Wednesday, February 18, 2009

Josh: Recriminations

I have never felt this before. I have been angry, but not like this. This is rage. This is fury. This is a towering desire to destroy, and while I intend to turn this emotion on my enemy eventually, for now I cannot help but feel it for myself.

How could I have been so utterly clueless? He was right in front of me the entire time, laughing at me, playing out his trick.

Every time I look back, I see more signs and clues. Mostly, I remember our friendly arguments about Georg Hegel and Arthur Schopenhauer; how we would sit by the window and banter good-naturedly about Hegel's falling into drastic disfavor in modern thought. I am a student of philosophy, but never once did I remember this famous quote made by Sir Karl Popper concerning Hegel:

"It was child's play for Hegel's powerful dialectical methods to draw real physical rabbits out of purely metaphysical silk hats."

Oh, and of course, Hegel died when? 1831.

I come again to Taras' post, which at this point has been scrutinized more closely than the Zapruder film.
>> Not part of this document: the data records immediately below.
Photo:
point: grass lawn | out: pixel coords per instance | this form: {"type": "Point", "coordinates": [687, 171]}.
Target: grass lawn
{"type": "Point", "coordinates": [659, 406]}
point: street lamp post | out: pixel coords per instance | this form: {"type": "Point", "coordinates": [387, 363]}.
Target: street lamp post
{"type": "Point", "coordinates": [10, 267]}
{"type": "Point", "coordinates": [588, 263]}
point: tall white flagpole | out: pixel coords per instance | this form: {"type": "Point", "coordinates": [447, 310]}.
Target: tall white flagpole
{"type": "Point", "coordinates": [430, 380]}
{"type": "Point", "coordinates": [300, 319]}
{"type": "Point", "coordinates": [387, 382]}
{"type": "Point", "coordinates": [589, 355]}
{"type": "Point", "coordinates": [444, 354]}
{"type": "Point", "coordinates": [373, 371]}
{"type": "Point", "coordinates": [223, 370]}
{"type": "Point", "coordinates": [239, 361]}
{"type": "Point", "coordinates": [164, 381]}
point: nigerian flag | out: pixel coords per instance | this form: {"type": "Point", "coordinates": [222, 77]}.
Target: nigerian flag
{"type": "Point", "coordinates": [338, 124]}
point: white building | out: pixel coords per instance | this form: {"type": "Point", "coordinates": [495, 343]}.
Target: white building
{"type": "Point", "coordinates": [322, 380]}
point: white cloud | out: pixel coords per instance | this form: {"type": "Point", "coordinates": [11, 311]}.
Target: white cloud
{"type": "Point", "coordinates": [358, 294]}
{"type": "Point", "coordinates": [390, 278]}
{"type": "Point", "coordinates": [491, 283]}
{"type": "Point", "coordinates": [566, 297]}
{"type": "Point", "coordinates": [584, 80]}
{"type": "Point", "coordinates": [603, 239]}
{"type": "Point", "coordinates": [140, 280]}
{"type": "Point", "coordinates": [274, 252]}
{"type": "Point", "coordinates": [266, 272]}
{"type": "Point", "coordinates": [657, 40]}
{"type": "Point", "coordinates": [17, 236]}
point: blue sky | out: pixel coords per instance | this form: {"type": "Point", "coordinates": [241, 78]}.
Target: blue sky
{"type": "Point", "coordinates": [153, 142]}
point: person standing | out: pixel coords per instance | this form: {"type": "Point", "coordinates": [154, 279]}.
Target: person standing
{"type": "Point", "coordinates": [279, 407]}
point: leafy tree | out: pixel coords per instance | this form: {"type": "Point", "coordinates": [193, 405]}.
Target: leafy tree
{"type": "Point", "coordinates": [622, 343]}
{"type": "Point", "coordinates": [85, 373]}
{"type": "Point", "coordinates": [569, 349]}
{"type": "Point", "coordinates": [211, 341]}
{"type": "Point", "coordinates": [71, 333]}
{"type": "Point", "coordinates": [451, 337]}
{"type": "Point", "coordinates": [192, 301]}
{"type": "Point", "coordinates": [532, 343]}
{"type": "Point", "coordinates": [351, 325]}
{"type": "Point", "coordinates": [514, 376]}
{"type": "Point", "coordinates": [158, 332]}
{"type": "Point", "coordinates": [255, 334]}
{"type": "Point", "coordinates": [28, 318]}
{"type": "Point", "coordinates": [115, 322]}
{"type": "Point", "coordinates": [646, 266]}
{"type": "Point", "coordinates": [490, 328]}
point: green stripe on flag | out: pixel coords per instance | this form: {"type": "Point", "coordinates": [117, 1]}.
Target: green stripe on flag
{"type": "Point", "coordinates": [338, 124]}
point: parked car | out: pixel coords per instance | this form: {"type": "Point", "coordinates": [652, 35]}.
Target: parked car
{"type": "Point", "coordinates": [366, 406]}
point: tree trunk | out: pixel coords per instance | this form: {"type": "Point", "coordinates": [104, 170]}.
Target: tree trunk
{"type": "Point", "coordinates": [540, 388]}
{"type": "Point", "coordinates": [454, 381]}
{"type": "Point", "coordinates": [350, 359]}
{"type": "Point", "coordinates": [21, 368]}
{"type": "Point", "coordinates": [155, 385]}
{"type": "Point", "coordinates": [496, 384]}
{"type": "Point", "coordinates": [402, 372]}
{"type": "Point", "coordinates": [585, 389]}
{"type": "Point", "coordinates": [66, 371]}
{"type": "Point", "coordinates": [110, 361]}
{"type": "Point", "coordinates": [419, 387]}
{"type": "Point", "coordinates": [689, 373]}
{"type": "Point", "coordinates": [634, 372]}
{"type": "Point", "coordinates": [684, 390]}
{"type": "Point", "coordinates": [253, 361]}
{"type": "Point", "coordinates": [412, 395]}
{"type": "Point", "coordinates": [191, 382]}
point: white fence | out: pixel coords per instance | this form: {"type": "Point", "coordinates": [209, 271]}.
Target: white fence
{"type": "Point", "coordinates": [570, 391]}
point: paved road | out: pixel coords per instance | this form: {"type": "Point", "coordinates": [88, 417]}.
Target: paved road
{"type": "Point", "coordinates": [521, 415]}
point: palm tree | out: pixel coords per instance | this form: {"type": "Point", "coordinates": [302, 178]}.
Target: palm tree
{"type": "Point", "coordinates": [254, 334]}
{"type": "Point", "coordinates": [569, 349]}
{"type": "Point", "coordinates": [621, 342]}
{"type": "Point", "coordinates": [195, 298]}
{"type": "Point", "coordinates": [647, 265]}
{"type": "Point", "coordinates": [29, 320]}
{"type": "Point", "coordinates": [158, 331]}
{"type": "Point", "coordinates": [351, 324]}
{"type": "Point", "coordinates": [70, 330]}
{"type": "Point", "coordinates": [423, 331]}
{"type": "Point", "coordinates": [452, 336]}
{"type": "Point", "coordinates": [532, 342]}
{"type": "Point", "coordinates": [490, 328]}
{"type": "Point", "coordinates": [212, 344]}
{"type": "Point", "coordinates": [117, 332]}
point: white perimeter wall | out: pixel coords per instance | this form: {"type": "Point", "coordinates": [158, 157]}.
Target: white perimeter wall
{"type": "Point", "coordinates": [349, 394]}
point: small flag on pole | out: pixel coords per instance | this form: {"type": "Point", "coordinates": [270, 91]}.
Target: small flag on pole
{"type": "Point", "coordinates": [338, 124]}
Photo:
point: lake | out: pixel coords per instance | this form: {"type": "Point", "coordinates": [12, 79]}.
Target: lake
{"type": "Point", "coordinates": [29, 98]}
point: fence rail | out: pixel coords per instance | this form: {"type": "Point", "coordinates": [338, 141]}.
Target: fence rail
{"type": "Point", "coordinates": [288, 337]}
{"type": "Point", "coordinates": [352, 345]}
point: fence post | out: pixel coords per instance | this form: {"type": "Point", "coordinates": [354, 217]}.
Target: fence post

With his final words he makes a comment which I took to mean that the Magician is everywhere and all-powerful, but in fact I think he was trying to give us a clue:

"The young man had helpfully left the code key active, and while it was impossible to read what had been previously written, anything could be typed in and transmitted. It didn't matter, the magician read everything and he didn't need codes or magic to do it."

He meant it literally. He was telling us that the Magician was just looking over my mother's shoulder and reading everything, no magic necessary.

Mary begs me not to judge us too harshly, but I can't stop thinking about it. We see what we want to see, I suppose.

I'll give myself one more hour of looking back and beating the hell out of myself. From then on, it's the Magician's turn.